Partendo dal comune di Lentiai, i luoghi da visitare per osservare da vicino i tesori della pittura del Cinquecento in sinistra Piave sono: la chiesetta di San Bartolomeo a Villapiana, la chiesa di San Giacomo a Colderù e la chiesa principale consacrata a Santa Maria Assunta.
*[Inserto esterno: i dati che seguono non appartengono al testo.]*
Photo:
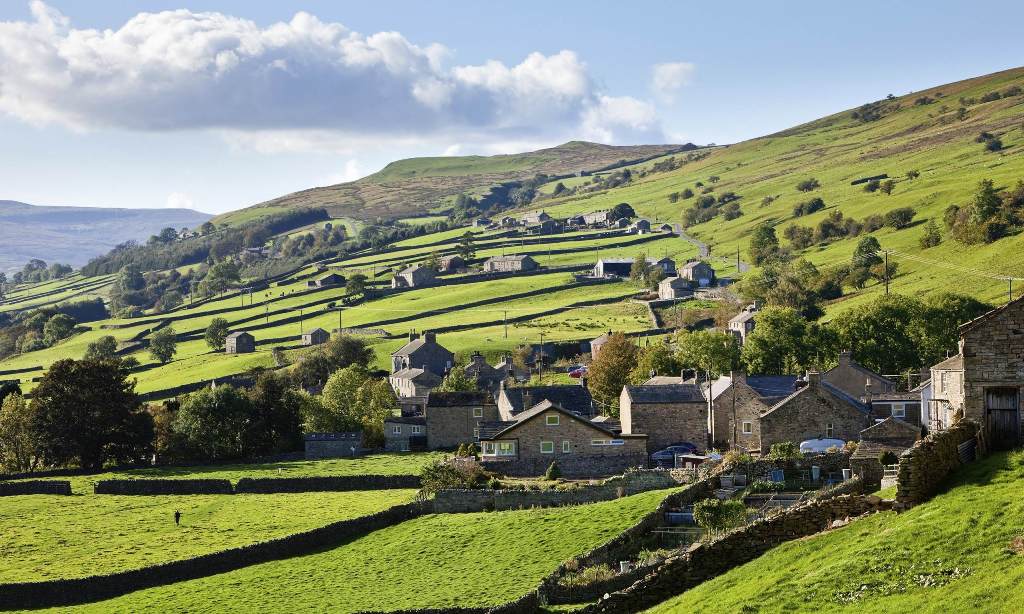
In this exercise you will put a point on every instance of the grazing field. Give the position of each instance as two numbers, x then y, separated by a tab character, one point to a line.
84	534
958	553
466	560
L’itinerario la pittura del Cinquecento in sinistra Piave continua a Mel, tra le frazioni di Bardies e la splendida chiesa di Sant’Antonio Abate, Corte e la chiesa dedicata a San Valentino, protettore degli innamorati, Tallandino con la chiesa dei Ss. Vito, Modesto e Crescenza poi ancora Campo San Pietro, dove sorge la chiesa dedicata all’omonimo santo e Farra con la chiesa di San Teonisto. Lungo il percorso merita una sosta l’oratorio affrescato del piccolo borgo di Follo.
Infine Mel e il suo meraviglioso centro storico, ricco di palazzi e splendide abitazioni, ville e dimore d’altri tempi, tra cui il municipio e casa Barbuio, le chiese dell’Annunciazione di Maria e la chiesa dell’Addolorata.
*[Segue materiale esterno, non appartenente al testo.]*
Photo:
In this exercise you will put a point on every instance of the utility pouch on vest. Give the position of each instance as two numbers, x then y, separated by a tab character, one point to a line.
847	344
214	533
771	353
Ultima tappa dell’itinerario della pittura del Cinquecento in Sinistra Piave è Trichiana e le frazioni del paese del libro, nel centro del quale sorge la chiesa di Santa Maria Assunta.

Pialdièr ospita la chiesa della Santa Croce con affreschi di Paris Bordon, mentre a Frontìn è possibile visitare la bellissima chiesa di San Tiziano.

La pittura del Cinquecento in sinistra Piave è un tuffo nel passato che spesso sembra essere dimenticato, ma che rivive grazie alle opere degli artisti che hanno vissuto e lavorato, protetti dalle Prealpi bellunesi, ispirati dalla natura e dalle tradizioni di questa terra.